Many people think that meditation can not only have an impact on stress and illness, but can also improve prosociality. But meditation and prosociality are multi-dimensional constructs: so what exactly are we talking about here?
Listen to my conversation with Dr Ute Kreplin at the School of Psychology, Massey University in New Zealand as we talk about her research examining this link, and how the way stadies are carried out can affect the sorts of results they report and how we need to be careful about how we interpret them.

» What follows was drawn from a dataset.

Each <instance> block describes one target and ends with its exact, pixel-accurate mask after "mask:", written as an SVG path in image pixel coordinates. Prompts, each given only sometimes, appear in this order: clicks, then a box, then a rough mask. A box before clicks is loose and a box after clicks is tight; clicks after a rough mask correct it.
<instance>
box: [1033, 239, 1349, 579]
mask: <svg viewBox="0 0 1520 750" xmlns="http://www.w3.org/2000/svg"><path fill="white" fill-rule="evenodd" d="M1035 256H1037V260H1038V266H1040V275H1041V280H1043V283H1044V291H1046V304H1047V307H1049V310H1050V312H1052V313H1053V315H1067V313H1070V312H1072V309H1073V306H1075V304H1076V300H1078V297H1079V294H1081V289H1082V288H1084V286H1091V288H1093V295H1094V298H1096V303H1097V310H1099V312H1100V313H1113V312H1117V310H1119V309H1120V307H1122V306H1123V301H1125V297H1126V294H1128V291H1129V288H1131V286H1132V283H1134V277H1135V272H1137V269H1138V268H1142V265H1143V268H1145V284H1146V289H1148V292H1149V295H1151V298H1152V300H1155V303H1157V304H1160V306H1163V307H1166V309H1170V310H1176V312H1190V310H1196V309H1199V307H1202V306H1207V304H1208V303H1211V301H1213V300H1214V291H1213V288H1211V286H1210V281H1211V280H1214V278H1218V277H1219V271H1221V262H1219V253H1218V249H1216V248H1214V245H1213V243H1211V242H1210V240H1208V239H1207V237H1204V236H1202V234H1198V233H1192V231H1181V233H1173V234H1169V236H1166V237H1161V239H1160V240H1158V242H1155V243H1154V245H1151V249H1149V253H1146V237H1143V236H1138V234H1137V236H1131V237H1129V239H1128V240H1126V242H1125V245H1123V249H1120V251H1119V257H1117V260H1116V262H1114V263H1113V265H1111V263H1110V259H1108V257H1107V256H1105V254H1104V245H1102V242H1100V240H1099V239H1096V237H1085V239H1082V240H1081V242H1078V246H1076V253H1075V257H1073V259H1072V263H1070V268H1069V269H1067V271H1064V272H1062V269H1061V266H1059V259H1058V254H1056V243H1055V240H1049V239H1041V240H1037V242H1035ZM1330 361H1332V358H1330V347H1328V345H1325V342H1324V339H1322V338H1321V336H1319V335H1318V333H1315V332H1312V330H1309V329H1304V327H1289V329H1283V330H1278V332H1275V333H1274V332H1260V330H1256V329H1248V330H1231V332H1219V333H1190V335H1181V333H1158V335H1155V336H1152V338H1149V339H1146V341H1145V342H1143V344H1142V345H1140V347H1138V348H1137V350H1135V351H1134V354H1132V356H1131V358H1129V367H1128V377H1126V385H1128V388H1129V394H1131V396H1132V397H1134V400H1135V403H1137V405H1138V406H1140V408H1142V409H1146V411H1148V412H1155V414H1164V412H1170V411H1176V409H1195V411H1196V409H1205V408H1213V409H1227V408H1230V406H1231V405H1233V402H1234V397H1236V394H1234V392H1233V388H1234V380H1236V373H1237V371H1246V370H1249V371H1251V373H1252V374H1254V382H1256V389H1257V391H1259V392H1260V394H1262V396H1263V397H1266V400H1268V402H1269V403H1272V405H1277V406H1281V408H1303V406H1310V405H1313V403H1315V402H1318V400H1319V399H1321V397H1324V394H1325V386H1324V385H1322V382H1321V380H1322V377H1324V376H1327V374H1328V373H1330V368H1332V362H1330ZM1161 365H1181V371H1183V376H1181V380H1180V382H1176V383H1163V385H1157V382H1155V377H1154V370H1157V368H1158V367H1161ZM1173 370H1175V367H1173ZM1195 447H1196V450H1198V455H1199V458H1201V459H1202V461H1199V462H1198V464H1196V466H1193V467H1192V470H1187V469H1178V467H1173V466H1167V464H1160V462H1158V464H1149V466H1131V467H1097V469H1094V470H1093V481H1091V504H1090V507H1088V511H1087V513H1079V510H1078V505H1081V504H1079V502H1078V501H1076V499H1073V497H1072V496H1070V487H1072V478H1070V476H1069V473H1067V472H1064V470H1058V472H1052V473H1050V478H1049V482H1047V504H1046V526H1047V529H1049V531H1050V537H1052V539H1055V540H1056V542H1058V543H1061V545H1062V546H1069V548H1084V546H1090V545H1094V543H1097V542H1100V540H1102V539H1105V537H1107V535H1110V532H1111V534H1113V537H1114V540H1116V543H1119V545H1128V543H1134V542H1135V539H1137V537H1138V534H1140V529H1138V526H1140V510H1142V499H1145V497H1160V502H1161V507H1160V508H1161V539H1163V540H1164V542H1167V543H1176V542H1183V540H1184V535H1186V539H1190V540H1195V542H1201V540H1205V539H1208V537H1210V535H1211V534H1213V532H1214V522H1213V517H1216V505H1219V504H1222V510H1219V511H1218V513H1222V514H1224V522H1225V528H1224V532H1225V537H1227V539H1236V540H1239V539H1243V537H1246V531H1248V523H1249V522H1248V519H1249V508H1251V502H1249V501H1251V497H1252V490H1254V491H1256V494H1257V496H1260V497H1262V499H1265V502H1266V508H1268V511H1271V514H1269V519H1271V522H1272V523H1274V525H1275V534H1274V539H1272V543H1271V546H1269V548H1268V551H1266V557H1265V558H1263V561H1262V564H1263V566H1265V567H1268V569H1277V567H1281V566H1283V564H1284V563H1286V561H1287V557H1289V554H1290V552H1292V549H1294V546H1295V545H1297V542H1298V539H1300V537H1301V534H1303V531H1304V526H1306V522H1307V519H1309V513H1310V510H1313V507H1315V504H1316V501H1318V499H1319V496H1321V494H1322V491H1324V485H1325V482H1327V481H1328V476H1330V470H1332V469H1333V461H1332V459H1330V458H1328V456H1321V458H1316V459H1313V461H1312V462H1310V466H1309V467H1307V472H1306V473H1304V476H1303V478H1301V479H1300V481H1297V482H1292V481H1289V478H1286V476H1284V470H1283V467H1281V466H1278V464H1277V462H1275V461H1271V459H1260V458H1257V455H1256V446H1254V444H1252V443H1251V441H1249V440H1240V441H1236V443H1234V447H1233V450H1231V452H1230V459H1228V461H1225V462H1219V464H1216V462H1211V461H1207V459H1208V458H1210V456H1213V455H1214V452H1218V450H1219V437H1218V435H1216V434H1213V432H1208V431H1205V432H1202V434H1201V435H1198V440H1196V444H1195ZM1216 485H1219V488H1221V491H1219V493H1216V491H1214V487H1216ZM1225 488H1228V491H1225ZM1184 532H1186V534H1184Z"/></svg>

Here is the link to the full paper we talk about in this week’s show:
And here is the abstract for context:
Many individuals believe that meditation has the capacity to not only alleviate mental-illness but to improve prosociality. This article systematically reviewed and meta-analysed the effects of meditation interventions on prosociality in randomized controlled trials of healthy adults. Five types of social behaviours were identified: compassion, empathy, aggression, connectedness and prejudice. Although we found a moderate increase in prosociality following meditation, further analysis indicated that this effect was qualified by two factors: type of prosociality and methodological quality. Meditation interventions had an effect on compassion and empathy, but not on aggression, connectedness or prejudice. We further found that compassion levels only increased under two conditions: when the teacher in the meditation intervention was a co-author in the published study; and when the study employed a passive (waiting list) control group but not an active one. Contrary to popular beliefs that meditation will lead to prosocial changes, the results of this meta-analysis showed that the effects of meditation on prosociality were qualified by the type of prosociality and methodological quality of the study. We conclude by highlighting a number of biases and theoretical problems that need addressing to improve quality of research in this area.